IHTM24173 - Lifetime transfers: The four additional conditions
Four conditions have to be satisfied for agricultural relief to be available in calculating the (additional) tax chargeable by reason of the transferor’s death within seven years of the transfer. The conditions all operate by reference to the original property ( IHTM24174). For original property, other than shares or securities ( IHTM24175) within IHTA84/S122 (1), the agricultural property ( IHTM24030) must
- have been owned by the transferee ( IHTM24179) throughout the period between the date of the transfer and the death of the transferor, IHTA84/S124A (3)(a) (or earlier death of the transferee, IHTA84/S124A (4)),
- not be subject to a binding contract for sale ( IHTM24040) at the date of death unless relief is preserved by the purchase of qualifying replacement property ( IHTM24110), IHTA84/S124A (3)(a)
- still be agricultural property immediately before the death of the transferor (or earlier death of the transferee), IHTA84/S124A (3)(b) and
- have been occupied ( IHTM24070) (by the transferee or another) for agricultural purposes ( IHTM24060) throughout the period between the transfer and the death, IHTA84/S124A (3)(b).
All four conditions must be satisfied, but in applying the third
and fourth condition, the transferor’s estate (
IHTM24177) is no longer relevant.
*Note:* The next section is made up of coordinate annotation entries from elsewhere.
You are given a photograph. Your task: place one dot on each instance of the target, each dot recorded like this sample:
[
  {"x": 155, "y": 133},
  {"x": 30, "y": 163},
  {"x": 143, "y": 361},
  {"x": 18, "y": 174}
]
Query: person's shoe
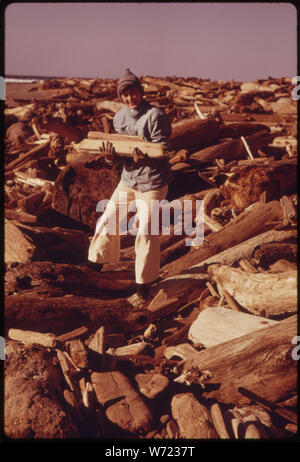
[
  {"x": 95, "y": 266},
  {"x": 142, "y": 291}
]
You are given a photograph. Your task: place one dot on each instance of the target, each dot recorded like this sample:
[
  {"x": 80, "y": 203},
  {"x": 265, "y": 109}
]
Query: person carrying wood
[{"x": 143, "y": 180}]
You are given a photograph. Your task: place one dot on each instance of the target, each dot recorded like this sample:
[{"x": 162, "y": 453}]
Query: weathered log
[
  {"x": 57, "y": 244},
  {"x": 240, "y": 229},
  {"x": 124, "y": 407},
  {"x": 191, "y": 416},
  {"x": 18, "y": 248},
  {"x": 166, "y": 299},
  {"x": 74, "y": 279},
  {"x": 57, "y": 314},
  {"x": 238, "y": 129},
  {"x": 48, "y": 340},
  {"x": 262, "y": 294},
  {"x": 78, "y": 190},
  {"x": 123, "y": 145},
  {"x": 194, "y": 134},
  {"x": 217, "y": 325},
  {"x": 25, "y": 157},
  {"x": 249, "y": 182},
  {"x": 151, "y": 385},
  {"x": 260, "y": 361},
  {"x": 231, "y": 149}
]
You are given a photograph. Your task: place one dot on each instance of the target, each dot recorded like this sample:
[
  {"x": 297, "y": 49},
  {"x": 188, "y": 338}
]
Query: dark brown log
[
  {"x": 260, "y": 361},
  {"x": 249, "y": 182},
  {"x": 78, "y": 189},
  {"x": 231, "y": 149},
  {"x": 194, "y": 134},
  {"x": 71, "y": 279},
  {"x": 262, "y": 294},
  {"x": 238, "y": 129},
  {"x": 58, "y": 314},
  {"x": 25, "y": 157},
  {"x": 240, "y": 229}
]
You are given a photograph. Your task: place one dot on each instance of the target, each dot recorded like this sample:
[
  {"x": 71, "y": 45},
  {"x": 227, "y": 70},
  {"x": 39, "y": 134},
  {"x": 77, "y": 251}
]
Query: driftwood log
[
  {"x": 36, "y": 311},
  {"x": 260, "y": 361},
  {"x": 241, "y": 228},
  {"x": 262, "y": 294}
]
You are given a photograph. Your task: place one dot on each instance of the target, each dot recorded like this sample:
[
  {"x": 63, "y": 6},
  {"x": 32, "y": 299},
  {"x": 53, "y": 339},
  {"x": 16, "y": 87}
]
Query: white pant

This
can have an impact for example as
IHTM24171 where only part of a farm has
been transferred.
Because the additional conditions operate by reference to
the original property, relief would be lost unless the transferee
had retained the gifted property and that property was still
agricultural property, occupied for agricultural purposes at the
date of death. To alleviate this, IHTA84/S124B provides for the
additional conditions to be satisfied where the transferee has
replaced (
IHTM24181) the gifted agricultural
property with other qualifying agricultural property.